Top Israeli real estate lawyers and industry figures gathered at the Duns 100 forum to assess how war, interest rates, falling transactions and the gap between planning and execution are affecting the sector. The discussion, convened by Dun & Bradstreet, covered housing, urban renewal, combination deals, income-producing real estate, the office market, artificial intelligence and emerging infrastructure-related property work.
At the opening, Duns 100’s Shila Zbaro Weiss said the market is demanding certainty, not perfection. She said residential real estate is at a two-year high in unsold apartments, permits and starts have risen, but execution is lagging. In urban renewal, she said permits are down 20% versus 2024 and many projects are being rechecked on developer compensation. She also described a frozen income-producing market and argued the industry has entered an era of selectivity, where large players win because they can create certainty.
Several lawyers said uncertainty is changing contract structures and risk allocation. Dani Vichlebsky said six years of uncertainty, beginning with COVID and continuing through war, has pushed agreements toward stronger hedging, more flexibility for developers and more legal protections for buyers and lenders. Vered Tsror Jersi stressed that lease agreements for income-producing assets must reflect the broader business model, while warning that speed cannot replace due diligence. Raan Braaz said developers are showing renewed optimism, with tenders returning to normal and some sales above appraisal values. Moshe Moial said lawyers are now far more active and dynamic, and he sees more deals coming back to the table.
The panel also focused on delivery delays during wartime, with Irith Elkin saying late handovers are now widespread. Eran Orbach said courts appear more understanding, and argued a developer in Ashkelon who was three or four months late during the war should be praised, not sued. On combination deals, Moshe Raz Cohen warned about dependence on bank financing, while Tal Or said the end of TAMA 38 has left a planning vacuum because many municipalities have not advanced Shaked alternatives. Ilan Kramer described combination transactions as highly uncertain until financing, and Aviram Goldstein called for compensation mechanisms that recognize the gap between central Israel and the periphery.

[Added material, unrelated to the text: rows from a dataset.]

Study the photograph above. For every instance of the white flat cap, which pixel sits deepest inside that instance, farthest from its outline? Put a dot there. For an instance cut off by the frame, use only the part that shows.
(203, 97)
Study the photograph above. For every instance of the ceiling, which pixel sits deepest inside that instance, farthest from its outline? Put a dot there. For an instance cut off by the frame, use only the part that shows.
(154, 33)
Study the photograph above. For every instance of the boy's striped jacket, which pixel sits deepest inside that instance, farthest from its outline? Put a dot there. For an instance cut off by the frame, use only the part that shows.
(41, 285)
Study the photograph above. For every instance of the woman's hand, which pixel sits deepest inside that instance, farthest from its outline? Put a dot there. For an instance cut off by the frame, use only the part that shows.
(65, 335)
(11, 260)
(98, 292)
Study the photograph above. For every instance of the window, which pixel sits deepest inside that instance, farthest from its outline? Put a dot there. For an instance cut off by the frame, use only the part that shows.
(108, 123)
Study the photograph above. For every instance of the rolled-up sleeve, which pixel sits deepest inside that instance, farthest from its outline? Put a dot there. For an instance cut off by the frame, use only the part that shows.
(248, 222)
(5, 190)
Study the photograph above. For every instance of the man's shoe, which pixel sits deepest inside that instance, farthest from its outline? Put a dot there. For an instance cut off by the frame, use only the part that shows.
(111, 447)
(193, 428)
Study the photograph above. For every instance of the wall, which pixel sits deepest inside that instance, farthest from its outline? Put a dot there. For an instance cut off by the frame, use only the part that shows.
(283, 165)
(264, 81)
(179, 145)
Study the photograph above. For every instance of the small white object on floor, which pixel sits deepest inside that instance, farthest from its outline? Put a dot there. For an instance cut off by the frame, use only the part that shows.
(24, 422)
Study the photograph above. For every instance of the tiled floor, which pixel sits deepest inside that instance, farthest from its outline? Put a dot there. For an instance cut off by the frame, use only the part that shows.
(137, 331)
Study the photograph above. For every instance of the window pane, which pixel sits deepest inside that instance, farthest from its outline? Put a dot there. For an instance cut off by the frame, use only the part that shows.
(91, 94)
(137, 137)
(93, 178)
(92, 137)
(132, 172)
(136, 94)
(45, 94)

The later discussion turned to commercial property, offices and new sectors. Guy Shalev warned against the “triple-A trap,” where landlords are too lenient with major tenants and then face payment disputes. Avi Ben Yaakov said the office market is splitting between Tel Aviv and surrounding areas, with new and older properties outside the core struggling to fill. Speakers also said AI could speed up legal and planning work, though Ofer Even warned against overreliance on AI-generated “expertise.” Finally, Sefi Zilberstein highlighted a new wave of transactions in power stations, data centers and storage facilities, saying a single power-plant deal can reach about NIS 5 billion, and Idan Ben Yaakov said these fields need better coordination between planning, infrastructure and financing.